Employees' Retirement System of Texas has announced that it is looking to begin co-investing alongside GPs in its portfolio, which will gradually see it form fewer new relationships with managers. The USD 23 billion public pension fund will allocate up to 20% of its private equity portfolio to co-investment opportunities. It believes that the co-investments will allow the pension fund to work more closely with GPs, whilst also reducing the amount of fees it pays. Texas ERS began investing in the private equity asset class in 2008 and expects to commit around USD 625 million to between six and ten private equity funds and also co-investment opportunities in the 2012 fiscal year. By 2016, the pension fund expects to have committed USD 3.7 billion to the asset class, allowing it to reach its target allocation which lies at 8% of total assets.
Another US public pension fund looking to increase its activity within the co-investment space is California State Teachers' Retirement System. CalSTRS has total assets under management of USD 154 million and is planning to make more co-investments as part of an effort to reduce costs. Furthermore, Ontario Municipal Employees Retirement System (OMERS) is looking to focus more on direct or co-investment opportunities in the future.

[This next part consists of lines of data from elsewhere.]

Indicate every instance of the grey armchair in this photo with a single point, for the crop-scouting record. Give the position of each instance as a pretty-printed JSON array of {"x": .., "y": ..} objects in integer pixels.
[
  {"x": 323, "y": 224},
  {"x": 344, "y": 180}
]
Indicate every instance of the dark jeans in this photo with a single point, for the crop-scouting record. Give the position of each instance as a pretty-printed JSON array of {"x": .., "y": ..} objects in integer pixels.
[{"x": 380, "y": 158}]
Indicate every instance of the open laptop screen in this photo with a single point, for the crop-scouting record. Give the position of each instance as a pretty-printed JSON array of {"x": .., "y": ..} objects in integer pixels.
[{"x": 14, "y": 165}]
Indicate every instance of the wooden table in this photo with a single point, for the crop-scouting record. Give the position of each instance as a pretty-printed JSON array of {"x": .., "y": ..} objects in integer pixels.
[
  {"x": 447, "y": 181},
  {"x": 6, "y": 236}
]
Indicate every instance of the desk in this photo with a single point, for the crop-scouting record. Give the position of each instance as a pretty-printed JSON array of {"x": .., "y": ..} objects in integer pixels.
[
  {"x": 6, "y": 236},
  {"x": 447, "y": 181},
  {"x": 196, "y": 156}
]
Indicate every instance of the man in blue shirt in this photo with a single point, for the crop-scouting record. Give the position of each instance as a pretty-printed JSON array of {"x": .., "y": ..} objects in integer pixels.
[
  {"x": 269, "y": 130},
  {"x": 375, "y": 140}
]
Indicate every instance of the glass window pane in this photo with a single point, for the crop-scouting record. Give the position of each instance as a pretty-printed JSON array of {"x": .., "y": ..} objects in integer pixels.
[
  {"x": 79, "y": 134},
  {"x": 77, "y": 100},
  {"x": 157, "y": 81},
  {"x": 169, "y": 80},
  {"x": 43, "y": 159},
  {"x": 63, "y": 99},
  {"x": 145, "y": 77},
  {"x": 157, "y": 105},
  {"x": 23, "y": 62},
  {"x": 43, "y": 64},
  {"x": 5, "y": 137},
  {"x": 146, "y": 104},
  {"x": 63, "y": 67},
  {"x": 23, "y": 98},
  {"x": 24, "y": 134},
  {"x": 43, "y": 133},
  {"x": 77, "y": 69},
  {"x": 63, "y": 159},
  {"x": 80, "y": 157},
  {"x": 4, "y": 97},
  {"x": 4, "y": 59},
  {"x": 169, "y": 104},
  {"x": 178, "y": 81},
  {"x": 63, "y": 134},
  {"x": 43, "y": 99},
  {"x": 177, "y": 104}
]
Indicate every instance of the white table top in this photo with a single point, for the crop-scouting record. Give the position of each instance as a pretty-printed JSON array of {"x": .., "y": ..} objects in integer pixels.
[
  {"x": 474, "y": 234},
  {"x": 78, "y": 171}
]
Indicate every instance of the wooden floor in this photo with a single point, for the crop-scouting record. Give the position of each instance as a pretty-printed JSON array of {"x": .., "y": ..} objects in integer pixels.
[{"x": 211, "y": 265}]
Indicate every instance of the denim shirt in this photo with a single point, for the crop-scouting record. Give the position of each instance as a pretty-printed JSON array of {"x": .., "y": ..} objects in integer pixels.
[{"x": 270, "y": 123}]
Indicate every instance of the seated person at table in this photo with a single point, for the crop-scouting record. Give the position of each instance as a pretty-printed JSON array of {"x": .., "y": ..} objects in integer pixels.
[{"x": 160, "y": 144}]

The CAD 53 billion public pension fund is hoping this will allow it to adopt a more active management style with greater control over its investments.

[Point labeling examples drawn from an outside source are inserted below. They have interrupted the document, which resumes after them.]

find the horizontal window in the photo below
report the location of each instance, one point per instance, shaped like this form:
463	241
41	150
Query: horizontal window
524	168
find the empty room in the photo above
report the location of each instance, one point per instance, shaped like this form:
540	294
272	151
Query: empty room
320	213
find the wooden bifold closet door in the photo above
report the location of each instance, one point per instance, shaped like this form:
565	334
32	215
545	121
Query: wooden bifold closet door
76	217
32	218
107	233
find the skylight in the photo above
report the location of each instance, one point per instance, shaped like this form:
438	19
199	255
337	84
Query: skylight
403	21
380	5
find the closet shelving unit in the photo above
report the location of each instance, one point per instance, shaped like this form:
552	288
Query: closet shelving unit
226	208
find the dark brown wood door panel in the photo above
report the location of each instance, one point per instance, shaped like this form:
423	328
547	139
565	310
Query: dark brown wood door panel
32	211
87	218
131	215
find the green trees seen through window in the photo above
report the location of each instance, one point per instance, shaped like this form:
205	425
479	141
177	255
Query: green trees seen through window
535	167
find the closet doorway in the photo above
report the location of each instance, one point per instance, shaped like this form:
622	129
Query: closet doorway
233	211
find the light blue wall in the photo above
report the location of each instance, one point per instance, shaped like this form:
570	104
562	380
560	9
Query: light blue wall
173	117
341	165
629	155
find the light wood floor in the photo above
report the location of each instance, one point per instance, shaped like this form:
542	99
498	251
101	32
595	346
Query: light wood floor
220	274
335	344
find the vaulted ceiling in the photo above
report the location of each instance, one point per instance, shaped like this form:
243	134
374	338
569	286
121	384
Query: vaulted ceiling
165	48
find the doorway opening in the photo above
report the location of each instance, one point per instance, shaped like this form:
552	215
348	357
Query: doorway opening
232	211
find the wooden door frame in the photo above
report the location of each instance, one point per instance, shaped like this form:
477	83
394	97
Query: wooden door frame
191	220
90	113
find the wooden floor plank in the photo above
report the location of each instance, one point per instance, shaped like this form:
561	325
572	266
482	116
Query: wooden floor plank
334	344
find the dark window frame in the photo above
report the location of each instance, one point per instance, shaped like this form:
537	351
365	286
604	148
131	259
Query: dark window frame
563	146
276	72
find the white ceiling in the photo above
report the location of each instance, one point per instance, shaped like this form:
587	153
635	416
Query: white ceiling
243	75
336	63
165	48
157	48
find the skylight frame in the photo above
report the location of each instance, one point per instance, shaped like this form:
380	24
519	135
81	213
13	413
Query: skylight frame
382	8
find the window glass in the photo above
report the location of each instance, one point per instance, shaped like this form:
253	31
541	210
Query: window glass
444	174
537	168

Preqin currently tracks 549 LPs (excluding fund of funds managers) that consider co-investing in portfolio companies alongside fund managers. 42% of such investors are located in the North America, with a further 33% based in Europe and 25% located elsewhere in the world. Results from our forthcoming H2 2011 Investor Outlook: Private Equity Report show that of the LPs interviewed that seek co-investment opportunities, 30% expect to increase their activity in this area in 2011 compared to 2010, and a further 60% expect to maintain their level of activity in this area. This demonstrates more LPs are looking to make co-investments in the future as means of working more closely with GPs, whilst reducing overall costs.